Um acordo homologado pela Justiça Federal pôs fim, nesta segunda-feira (26), ao litígio que, por mais de três décadas, envolveu produtores rurais e a comunidade indígena da Terra Indígena Jarará, no município de Juti, sul de Mato Grosso do Sul. O entendimento estabelece o pagamento de R$ 6 milhões pela União aos proprietários dos 479 hectares disputados e define procedimentos para a transferência definitiva da área ao povo indígena.
A conciliação foi publicada no Diário da Justiça e coloca ponto final em um processo iniciado após a demarcação da terra em 1992. Desde então, a disputa tramitava em diferentes instâncias do Judiciário, gerando insegurança para agricultores e para a população indígena que reivindicava o território.
Responsabilidades definidas
Pelo acordo, a União deverá expedir o precatório correspondente ao valor da indenização até 31 de janeiro. O pagamento, de acordo com o cronograma do Tribunal Regional Federal da 3ª Região (TRF-3), está previsto para 2027. Cabe ainda à Fundação Nacional dos Povos Indígenas (Funai) providenciar a transferência do domínio no cartório de Caarapó, formalizando a titularidade da terra em nome da comunidade Jarará.
Além de encerrar o litígio, o pacto assegura que os produtores sejam ressarcidos pelos investimentos realizados ao longo dos anos e que a área seja regularizada como terra indígena, condição que garante proteção jurídica ao território e às famílias que ali vivem.
Mediação institucional
A construção do consenso contou com a participação da Federação da Agricultura e Pecuária de Mato Grosso do Sul (Famasul) e da Confederação da Agricultura e Pecuária do Brasil (CNA). As duas entidades atuaram como mediadoras, aproximando as partes e articulando termos que atendessem aos interesses dos produtores e da comunidade indígena, ao mesmo tempo em que assegurassem a observância da legislação fundiária.
Segundo representantes do setor, a interlocução institucional foi decisiva para garantir segurança jurídica, reduzir custos processuais e evitar possíveis conflitos no campo. A Funai acompanhou as negociações e ficará responsável por concluir todos os trâmites cartorários e administrativos necessários.

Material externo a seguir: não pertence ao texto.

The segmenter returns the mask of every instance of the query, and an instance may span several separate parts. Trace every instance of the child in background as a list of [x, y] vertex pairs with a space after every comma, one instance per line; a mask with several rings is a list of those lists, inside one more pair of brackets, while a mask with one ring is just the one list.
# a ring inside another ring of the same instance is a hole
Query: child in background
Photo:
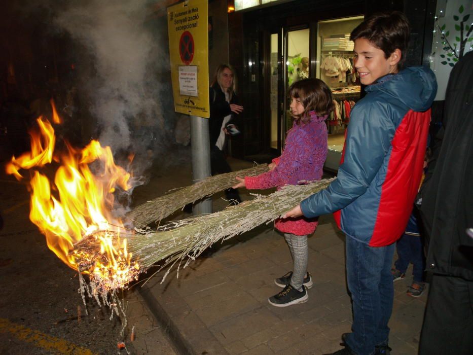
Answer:
[[[427, 148], [424, 159], [424, 173], [422, 174], [421, 186], [424, 181], [425, 169], [431, 155], [430, 150]], [[425, 258], [424, 256], [422, 238], [419, 228], [420, 222], [419, 209], [414, 204], [404, 234], [396, 243], [398, 258], [394, 263], [394, 267], [391, 270], [393, 281], [402, 280], [406, 277], [406, 271], [409, 266], [409, 263], [412, 263], [412, 274], [414, 277], [412, 284], [407, 289], [408, 296], [412, 297], [420, 296], [425, 287], [424, 280]]]
[[417, 225], [417, 221], [420, 220], [416, 217], [418, 214], [417, 207], [414, 206], [409, 216], [406, 231], [396, 244], [398, 258], [394, 263], [394, 268], [391, 270], [393, 281], [402, 280], [406, 277], [409, 263], [412, 263], [414, 278], [412, 285], [408, 288], [407, 294], [413, 297], [418, 297], [422, 295], [425, 287], [423, 276], [425, 259], [422, 238]]
[[[240, 182], [234, 189], [280, 188], [286, 184], [297, 185], [302, 181], [319, 180], [327, 155], [327, 128], [325, 122], [333, 110], [330, 89], [319, 79], [307, 79], [294, 83], [289, 88], [293, 128], [286, 137], [281, 156], [270, 164], [271, 170], [256, 176], [237, 178]], [[274, 280], [283, 290], [270, 297], [269, 303], [286, 307], [306, 302], [307, 289], [313, 282], [307, 272], [307, 235], [317, 227], [315, 219], [300, 217], [278, 219], [277, 229], [284, 233], [294, 263], [293, 271]]]

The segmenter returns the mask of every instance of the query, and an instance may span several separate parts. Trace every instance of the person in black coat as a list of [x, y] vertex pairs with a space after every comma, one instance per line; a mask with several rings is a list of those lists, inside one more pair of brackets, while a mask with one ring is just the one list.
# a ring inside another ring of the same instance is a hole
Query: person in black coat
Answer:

Precedente para novas conciliações
O entendimento firmado em Juti é o segundo acordo deste tipo concluído em Mato Grosso do Sul. Em janeiro de 2024, situação semelhante foi resolvida em Antônio João, no caso da Terra Indígena Ñande Ru Marangatu. Ambos os acertos são considerados modelos de resolução de conflitos fundiários pela via consensual, demonstrando que a mediação e a indenização podem representar alternativas viáveis ao litígio prolongado.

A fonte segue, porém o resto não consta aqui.